相比于曹操早年击黄巾义军,参加讨董卓联军,在残酷的战争实践中深化对兵学理论的理解,诸葛亮则是“躬耕于南阳”,在隐居期间一方面广泛汲取前人智慧,充实自己,并兼收并蓄,融会贯通,学以致用,形成了自己的思想体系,另一方面,又以强烈的当下意识,经世济民的事业追求,交游士林,关注时局,寻找机会以实现其兼济天下的远大志向。所以,诸葛亮实际上是一个关心时势、通达时务的智者。他自信能够像管仲、乐毅一样,干出一番惊天动地的事业。
就诸葛亮在兵学上的成就和贡献而言,可概括为以下几个方面:
一是集诸家之长而自成一家。诸葛亮是三国时期除曹操外又一位兵学集大成者,其成就同样为后世所瞩目。但与曹操不同,诸葛亮的兵学理论主要不是取自战争实践,而更多是来自对儒、法、道、兵诸家学术思想的吸收理解,进而自成一家,其兵学思想尤其具有儒家和法家的明显特征。首先,诸葛亮强调军事战略上要兴儒家的“王者之兵”,以“人谋取胜”。强调忠君思想,“人之忠也,犹鱼之有渊,鱼失水则死,人失忠则凶。故良将守之,志立而名扬”[35]。在将帅选拔任用上提出要“知人之性”。“夫知人之性,莫难察焉。美恶既殊,情貌不一,有温良而为诈者,有外恭而内欺者,有外勇而内怯者,有尽力而不忠者。然知人之道有七焉:一曰,间之以是非而观其志;二曰,穷之以辞辩而观其变;三曰,咨之以计谋而观其识;四曰,告之以祸难而观其勇;五曰,醉之以酒而观其性;六曰,临之以利而观其廉;七曰,期之以事而观其信。”[36]他尤其注重法家的“耕战”传统,重视后勤建设,强调治军必须军纪严明。“立法施度,整理戎旅,工械技巧,物究其极,科教严明,赏罚必信,无恶不惩,无善不显。”[37]也正因为如此,后人多认为诸葛亮的政治才能优于军事才能。如陈寿就评价,“然亮才,于治戎为长,奇谋为短,理民之干,优于将略”[38]。
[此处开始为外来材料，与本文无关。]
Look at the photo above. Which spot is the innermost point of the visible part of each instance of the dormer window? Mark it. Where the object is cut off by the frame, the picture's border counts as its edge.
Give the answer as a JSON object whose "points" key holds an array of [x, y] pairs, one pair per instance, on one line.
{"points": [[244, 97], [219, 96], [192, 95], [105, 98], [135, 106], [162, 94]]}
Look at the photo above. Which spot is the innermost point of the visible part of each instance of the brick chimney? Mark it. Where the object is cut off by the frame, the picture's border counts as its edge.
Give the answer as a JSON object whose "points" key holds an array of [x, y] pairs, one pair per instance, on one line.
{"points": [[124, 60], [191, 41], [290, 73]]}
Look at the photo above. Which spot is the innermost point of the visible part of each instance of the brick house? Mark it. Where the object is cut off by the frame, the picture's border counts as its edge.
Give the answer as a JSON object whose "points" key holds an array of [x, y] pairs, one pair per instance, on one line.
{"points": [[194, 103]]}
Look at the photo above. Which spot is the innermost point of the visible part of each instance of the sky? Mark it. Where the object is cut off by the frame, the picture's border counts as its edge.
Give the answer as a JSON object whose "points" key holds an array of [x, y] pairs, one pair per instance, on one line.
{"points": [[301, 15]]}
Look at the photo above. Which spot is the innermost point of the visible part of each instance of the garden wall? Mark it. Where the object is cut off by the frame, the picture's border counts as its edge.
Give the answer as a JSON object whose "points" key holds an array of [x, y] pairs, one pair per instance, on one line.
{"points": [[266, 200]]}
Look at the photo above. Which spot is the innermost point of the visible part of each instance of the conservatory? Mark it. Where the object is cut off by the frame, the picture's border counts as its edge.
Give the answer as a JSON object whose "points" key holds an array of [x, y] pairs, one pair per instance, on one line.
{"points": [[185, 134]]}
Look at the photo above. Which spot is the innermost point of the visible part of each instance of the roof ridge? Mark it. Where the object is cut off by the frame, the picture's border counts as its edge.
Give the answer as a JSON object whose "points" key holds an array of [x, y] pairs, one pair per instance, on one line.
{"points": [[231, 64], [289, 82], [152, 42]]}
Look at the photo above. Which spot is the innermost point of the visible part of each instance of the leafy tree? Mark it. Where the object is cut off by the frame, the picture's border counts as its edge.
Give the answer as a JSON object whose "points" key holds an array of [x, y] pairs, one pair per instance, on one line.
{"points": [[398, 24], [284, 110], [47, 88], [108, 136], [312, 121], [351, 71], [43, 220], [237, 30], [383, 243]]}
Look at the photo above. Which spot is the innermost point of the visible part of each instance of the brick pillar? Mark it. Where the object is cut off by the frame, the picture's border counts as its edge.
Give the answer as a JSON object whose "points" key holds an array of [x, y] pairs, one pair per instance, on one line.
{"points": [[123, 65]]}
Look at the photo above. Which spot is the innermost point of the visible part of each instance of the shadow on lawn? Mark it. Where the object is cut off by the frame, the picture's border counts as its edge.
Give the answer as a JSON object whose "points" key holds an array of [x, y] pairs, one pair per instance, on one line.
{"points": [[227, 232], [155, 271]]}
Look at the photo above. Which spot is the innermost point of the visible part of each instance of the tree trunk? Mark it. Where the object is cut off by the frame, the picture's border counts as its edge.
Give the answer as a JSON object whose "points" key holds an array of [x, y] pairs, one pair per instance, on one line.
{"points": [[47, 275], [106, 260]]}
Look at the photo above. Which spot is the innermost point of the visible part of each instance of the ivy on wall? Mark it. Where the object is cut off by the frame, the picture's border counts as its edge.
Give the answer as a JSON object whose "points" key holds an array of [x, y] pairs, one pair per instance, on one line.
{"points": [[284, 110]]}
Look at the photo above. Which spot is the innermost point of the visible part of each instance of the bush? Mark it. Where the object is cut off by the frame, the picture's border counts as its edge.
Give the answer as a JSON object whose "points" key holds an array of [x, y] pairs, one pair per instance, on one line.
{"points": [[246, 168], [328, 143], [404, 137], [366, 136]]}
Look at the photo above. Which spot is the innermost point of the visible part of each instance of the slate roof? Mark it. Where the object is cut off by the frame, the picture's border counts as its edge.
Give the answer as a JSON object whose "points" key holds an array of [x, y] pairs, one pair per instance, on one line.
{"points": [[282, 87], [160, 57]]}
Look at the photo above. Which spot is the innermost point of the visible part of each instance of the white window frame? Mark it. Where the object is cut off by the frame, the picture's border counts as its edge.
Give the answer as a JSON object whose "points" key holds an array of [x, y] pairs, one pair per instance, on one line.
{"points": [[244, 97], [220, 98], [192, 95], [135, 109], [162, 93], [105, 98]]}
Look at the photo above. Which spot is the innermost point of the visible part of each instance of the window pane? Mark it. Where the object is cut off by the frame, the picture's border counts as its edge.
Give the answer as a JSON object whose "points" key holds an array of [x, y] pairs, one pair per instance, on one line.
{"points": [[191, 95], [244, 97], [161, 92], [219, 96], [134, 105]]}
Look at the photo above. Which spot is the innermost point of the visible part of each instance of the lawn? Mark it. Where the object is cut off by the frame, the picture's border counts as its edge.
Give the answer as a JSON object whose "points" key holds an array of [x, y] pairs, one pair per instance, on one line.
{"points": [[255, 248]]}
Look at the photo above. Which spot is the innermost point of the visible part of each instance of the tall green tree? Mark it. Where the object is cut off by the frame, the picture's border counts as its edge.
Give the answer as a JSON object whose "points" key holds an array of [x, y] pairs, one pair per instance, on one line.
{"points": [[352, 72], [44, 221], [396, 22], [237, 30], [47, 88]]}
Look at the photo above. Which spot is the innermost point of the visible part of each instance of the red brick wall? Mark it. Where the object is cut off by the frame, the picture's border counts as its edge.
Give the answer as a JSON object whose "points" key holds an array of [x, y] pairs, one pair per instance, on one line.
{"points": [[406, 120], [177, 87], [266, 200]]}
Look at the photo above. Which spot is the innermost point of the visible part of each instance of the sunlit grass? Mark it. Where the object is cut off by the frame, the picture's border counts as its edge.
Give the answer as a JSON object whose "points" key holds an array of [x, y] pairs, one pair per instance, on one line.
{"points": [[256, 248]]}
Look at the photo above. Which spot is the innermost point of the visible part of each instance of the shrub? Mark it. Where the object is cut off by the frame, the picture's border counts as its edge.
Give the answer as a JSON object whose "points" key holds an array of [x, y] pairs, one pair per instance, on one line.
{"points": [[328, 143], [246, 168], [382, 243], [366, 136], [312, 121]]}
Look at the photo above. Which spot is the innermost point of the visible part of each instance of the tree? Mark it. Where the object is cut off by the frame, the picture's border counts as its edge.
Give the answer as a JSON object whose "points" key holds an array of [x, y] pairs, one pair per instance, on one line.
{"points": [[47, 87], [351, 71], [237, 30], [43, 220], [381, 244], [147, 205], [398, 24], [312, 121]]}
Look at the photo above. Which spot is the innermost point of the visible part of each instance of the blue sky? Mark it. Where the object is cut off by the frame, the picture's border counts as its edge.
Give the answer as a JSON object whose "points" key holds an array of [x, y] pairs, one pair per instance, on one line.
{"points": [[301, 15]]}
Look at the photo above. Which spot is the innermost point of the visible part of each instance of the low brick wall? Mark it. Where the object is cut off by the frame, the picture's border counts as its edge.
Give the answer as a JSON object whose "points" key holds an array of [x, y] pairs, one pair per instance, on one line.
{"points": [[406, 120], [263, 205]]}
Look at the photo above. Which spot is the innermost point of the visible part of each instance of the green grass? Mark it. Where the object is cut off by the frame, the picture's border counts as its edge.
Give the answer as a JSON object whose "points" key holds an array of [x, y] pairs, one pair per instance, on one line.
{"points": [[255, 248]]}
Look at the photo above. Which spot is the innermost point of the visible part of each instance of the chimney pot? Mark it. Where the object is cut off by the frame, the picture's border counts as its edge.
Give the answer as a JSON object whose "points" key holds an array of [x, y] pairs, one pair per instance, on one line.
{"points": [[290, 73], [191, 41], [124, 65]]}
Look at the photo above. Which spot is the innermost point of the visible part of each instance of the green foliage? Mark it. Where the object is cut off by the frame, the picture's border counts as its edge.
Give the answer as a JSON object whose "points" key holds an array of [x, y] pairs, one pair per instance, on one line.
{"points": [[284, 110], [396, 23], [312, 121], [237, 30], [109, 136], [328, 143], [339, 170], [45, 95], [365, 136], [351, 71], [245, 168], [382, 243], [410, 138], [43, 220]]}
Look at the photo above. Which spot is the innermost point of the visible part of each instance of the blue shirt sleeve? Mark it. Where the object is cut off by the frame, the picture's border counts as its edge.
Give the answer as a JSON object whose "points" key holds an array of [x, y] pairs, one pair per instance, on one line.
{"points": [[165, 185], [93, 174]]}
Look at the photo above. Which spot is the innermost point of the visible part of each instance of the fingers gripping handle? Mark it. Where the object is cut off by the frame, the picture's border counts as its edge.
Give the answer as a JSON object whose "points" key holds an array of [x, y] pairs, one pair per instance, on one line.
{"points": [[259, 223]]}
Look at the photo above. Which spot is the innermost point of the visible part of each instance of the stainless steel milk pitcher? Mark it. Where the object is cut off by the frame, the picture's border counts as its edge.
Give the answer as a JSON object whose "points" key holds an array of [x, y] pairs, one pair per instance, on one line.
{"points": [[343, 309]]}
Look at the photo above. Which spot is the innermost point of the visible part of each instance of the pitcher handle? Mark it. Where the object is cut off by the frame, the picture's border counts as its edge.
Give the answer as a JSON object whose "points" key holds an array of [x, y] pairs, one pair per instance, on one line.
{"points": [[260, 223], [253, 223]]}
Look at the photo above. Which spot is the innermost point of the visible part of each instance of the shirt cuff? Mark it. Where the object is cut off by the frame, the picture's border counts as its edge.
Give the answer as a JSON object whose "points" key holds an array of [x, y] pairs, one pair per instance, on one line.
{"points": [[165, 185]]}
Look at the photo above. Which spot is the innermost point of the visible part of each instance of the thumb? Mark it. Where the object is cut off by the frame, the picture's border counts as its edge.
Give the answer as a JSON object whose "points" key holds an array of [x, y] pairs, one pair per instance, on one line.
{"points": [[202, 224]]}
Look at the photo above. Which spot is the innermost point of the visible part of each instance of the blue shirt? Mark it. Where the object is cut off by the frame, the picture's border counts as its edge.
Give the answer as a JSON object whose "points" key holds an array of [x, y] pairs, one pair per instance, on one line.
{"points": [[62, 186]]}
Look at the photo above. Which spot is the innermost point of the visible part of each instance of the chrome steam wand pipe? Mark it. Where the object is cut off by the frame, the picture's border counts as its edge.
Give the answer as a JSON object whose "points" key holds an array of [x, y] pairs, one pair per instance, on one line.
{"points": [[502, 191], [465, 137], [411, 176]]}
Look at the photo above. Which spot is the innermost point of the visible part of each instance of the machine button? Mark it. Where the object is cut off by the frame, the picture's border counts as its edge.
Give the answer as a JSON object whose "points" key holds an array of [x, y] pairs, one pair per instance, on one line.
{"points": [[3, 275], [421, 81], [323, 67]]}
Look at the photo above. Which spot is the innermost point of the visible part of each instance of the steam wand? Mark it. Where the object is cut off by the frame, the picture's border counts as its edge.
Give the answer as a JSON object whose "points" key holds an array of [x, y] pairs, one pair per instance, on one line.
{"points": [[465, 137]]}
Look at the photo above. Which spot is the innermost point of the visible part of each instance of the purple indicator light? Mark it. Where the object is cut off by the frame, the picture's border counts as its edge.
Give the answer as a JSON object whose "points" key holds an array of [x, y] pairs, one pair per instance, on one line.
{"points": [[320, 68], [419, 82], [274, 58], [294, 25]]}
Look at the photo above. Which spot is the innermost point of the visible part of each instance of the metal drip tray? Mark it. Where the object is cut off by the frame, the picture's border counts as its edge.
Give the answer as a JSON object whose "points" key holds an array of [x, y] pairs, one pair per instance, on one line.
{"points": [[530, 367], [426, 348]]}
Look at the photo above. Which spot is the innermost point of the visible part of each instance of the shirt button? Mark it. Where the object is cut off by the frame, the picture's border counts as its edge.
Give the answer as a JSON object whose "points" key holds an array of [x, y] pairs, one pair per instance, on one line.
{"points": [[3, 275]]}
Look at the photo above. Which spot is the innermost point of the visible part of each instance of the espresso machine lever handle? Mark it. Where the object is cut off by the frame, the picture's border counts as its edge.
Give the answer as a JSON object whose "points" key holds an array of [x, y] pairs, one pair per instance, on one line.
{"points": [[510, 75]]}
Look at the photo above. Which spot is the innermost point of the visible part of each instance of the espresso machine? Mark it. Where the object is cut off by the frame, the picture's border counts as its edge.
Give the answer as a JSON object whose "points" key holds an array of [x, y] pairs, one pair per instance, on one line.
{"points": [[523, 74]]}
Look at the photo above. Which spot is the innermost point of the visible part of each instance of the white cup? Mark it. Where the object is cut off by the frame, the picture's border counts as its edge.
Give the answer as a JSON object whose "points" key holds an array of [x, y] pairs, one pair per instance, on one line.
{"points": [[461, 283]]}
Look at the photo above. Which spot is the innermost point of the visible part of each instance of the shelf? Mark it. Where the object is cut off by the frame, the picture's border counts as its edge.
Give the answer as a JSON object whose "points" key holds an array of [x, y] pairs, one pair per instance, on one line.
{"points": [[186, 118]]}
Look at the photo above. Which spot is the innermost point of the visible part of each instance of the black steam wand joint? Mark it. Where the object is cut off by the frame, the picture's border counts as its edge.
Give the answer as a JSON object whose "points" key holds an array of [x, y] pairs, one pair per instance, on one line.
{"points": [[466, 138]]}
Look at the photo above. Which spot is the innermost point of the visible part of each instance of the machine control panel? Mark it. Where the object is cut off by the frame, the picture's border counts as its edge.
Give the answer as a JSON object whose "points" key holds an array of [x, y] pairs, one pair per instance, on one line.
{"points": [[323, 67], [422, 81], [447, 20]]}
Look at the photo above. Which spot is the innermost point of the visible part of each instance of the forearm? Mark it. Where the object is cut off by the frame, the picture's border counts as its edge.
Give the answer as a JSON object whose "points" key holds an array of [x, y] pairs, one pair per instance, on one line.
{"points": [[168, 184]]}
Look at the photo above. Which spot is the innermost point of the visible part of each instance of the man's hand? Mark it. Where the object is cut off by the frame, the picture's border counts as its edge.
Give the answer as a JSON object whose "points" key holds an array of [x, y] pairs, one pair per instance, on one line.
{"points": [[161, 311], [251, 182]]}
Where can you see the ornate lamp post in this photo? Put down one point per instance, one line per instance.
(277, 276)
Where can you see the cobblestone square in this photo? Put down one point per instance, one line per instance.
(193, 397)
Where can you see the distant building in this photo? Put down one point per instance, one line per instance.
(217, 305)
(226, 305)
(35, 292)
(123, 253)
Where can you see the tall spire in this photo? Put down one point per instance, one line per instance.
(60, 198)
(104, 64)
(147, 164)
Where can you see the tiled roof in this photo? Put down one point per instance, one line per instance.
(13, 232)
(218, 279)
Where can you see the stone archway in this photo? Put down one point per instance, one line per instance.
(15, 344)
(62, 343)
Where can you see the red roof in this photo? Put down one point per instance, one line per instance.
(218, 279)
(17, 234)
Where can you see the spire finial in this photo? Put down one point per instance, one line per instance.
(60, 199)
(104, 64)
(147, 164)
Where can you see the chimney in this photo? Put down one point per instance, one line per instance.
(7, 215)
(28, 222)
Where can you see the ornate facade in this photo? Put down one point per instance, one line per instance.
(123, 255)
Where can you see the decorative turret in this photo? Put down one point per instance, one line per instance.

诸葛亮曾写过一篇《论诸子》的文章,认为“老子长于养性,不可以临危难。商鞅长于理法,不可以从教化。苏(秦)、张(仪)长于驰辞,不可以结盟誓。白起长于攻取,不可以广众。(伍)子胥长于图敌,不可以谋身。尾生长于守信,不可以应变。王嘉长于遇明君,不可以事暗主。许子将长于明臧否,不可以养人物。此任长之术者也”[39]。在他看来,道家的老子,法家的商鞅,纵横家的苏秦、张仪,以及兵家白起、伍子胥,都有其长处和不足,而历史上以坚守信义为后世称道的尾生,以及西汉时的贤相王嘉、东汉时的许子将,都有其缺点。因而治国用兵,应该多方学习,兼收并蓄。史载,诸葛亮曾亲自抄写《申子》《韩非子》《管子》和《太公六韬》等法家、兵家经典,交给刘禅作为必读教材。对于诸葛亮的学术和思想,一生对其服膺推崇的大儒朱熹就很不客气地指出:“诸葛孔明大纲资质好,但病于粗疏。孟子以后人物,只有子房(张良)与孔明。子房之学出于黄老;孔明出于申韩,如授后主以《六韬》等书与用法严处,可见。”[40]又说:“忠武侯天资高,所为一出于公。若其规模,并写《申子》之类,则其学只是伯。”[41]“诸葛孔明天资甚美,气象宏大。但所学不尽纯正,故亦不能尽善。”[42]南宋另外一位大学者叶適也说,诸葛亮“本王心行霸政,以儒道挟权术”[43]。在他们看来,诸葛亮虽然是道德楷模、公忠体国的忠臣典范,信奉并坚守儒家的君臣大义,但美中不足的是他并不是纯粹的儒者,其思想体系和行事风格有深厚的法家、兵家痕迹。这也从反面佐证了诸葛亮是一个积极入世,一生以天下为怀的政治家、军事家。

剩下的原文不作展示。